The emerging debt trap

July 03, 2013 12:33 am | Updated November 16, 2021 08:34 pm IST

India’s external debt was a little just over $100 billion in 2004; by March 2013, this had grown to $390 billion. More worryingly, the short term debt payable within a year, an indicator of immediate vulnerability, has ballooned to $172 billion in 2013, from $54 billion in 2008. Consequently, India has to pay back $172 billion to foreign lenders by March 2014. This is nearly 60 per cent of its current foreign exchange reserves. In normal circumstances, this commitment would not appear so daunting but then circumstances are anything but normal. First, the reason India has accumulated such a huge short term debt stock is that cheap money at virtually zero interest rate was supplied in abundance by western central banks, especially the U.S. Federal Reserve, post 2008. Of course, the developed world followed an easy liquidity policy to save their own economies, threatened by the worst recession since the Great Depression. But many emerging market economies ended up walking into what can only be described as a “cheap money trap.”

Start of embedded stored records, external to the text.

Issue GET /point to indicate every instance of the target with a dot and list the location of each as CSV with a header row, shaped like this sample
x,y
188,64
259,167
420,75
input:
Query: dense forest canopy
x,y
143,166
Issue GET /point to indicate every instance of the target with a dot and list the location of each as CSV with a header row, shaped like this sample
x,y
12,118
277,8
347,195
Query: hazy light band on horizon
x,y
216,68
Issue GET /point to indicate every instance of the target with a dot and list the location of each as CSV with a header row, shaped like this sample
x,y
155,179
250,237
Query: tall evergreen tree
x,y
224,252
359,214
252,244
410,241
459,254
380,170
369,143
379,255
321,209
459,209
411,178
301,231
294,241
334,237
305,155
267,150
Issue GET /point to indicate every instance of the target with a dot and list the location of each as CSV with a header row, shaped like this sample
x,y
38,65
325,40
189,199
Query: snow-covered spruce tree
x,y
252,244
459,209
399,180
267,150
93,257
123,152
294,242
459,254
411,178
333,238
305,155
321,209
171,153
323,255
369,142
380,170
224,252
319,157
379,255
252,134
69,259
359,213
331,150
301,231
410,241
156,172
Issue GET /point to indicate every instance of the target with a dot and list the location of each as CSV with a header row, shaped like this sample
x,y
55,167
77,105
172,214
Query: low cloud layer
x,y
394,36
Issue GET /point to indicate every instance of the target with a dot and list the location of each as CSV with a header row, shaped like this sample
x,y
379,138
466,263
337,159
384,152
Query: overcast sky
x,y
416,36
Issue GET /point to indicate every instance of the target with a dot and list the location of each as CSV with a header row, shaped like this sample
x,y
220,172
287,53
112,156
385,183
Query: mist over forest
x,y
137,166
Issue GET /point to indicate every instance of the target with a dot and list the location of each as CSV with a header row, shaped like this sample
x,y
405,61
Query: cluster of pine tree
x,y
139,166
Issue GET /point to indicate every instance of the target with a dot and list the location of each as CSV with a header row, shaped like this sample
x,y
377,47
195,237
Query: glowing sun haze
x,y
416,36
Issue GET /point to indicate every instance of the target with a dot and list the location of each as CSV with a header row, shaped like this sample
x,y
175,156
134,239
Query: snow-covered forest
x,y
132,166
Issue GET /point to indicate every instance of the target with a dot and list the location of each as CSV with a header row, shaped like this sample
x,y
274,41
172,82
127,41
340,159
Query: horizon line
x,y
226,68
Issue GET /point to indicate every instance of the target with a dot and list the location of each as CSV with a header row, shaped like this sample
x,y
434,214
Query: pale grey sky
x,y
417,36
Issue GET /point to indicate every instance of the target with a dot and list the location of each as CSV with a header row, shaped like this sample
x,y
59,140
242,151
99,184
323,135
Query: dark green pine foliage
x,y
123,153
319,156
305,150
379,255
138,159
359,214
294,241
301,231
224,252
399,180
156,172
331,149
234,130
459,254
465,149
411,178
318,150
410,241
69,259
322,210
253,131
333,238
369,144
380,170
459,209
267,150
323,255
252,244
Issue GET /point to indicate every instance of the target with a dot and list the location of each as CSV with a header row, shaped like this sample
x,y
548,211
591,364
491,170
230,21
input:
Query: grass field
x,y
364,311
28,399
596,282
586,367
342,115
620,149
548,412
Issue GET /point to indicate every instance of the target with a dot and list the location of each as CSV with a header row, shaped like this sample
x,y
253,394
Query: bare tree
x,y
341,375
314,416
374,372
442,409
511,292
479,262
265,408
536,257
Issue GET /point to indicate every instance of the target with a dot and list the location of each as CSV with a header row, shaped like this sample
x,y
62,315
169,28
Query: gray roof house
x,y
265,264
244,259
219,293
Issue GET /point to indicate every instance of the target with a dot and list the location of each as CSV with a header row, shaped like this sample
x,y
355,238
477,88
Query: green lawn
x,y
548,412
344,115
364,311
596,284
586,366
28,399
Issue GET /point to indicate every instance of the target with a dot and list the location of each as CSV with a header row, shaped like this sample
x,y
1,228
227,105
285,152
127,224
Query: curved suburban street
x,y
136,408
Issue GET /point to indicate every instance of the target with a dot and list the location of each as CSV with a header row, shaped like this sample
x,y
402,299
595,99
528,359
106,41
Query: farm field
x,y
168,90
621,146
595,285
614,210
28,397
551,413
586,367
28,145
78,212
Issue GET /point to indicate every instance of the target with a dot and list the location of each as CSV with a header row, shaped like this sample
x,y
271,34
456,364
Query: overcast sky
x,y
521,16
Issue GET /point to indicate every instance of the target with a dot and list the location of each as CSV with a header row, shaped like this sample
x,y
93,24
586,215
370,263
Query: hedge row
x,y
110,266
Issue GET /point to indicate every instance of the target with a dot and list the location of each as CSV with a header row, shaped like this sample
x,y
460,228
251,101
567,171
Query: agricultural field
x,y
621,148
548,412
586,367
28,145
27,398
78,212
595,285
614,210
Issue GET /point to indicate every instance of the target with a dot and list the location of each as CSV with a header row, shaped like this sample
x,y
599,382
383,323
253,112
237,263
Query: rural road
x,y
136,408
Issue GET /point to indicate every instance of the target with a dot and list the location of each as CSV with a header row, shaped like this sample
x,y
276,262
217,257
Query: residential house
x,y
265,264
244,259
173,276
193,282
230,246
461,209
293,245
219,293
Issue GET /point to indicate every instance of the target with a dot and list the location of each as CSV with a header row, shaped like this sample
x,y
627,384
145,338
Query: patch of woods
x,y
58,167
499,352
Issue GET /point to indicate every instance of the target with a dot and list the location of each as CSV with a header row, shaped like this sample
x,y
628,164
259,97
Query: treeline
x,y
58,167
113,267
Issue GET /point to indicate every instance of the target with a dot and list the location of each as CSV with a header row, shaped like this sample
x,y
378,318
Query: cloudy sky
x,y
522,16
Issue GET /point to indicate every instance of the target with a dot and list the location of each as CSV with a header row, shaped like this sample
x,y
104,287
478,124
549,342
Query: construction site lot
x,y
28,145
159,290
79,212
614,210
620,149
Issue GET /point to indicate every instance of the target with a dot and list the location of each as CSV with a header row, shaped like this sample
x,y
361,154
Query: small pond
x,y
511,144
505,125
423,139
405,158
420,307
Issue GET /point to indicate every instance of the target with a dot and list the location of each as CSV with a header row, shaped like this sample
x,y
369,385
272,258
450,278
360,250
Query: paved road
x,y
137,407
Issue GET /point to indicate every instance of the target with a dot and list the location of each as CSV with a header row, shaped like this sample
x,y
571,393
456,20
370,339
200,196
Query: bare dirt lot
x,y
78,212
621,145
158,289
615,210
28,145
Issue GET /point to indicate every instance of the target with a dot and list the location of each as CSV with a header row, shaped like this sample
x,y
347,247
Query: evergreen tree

But such cheap money has made many emerging economies complacent about receiving inward capital flows without creating the necessary policy framework to strengthen the sinews of their domestic industry. In the four years after 2008, India’s own experience has been one of losing its export competitiveness relative to other developing countries. This has decelerated our export earnings. Added to this is our mounting import bill, largely led by rising oil prices. The massive increase in gold imports further added to our woes. The double whammy of decelerating exports and rising imports has resulted in India becoming one of the highest current account deficit nations, at nearly 5 per cent of GDP annually. India needs at least $90 billion of fresh capital inflows a year to meet its current account deficit. It could become particularly vulnerable if the U.S. Federal Reserve decides to partially roll back its cheap money policy in the months ahead. Cheap global money, which had enabled Indian corporates and financial institutions to accumulate more and more debt, will certainly not continue for long. India must begin to prepare for such a contingency. The only way out of this predicament is for the Manmohan Singh government to build a consensus among political parties to rebuild the economy on a war footing. But with general elections less than a year away, the UPA lacks the political capital to make such a determined effort to arrest the current economic slide.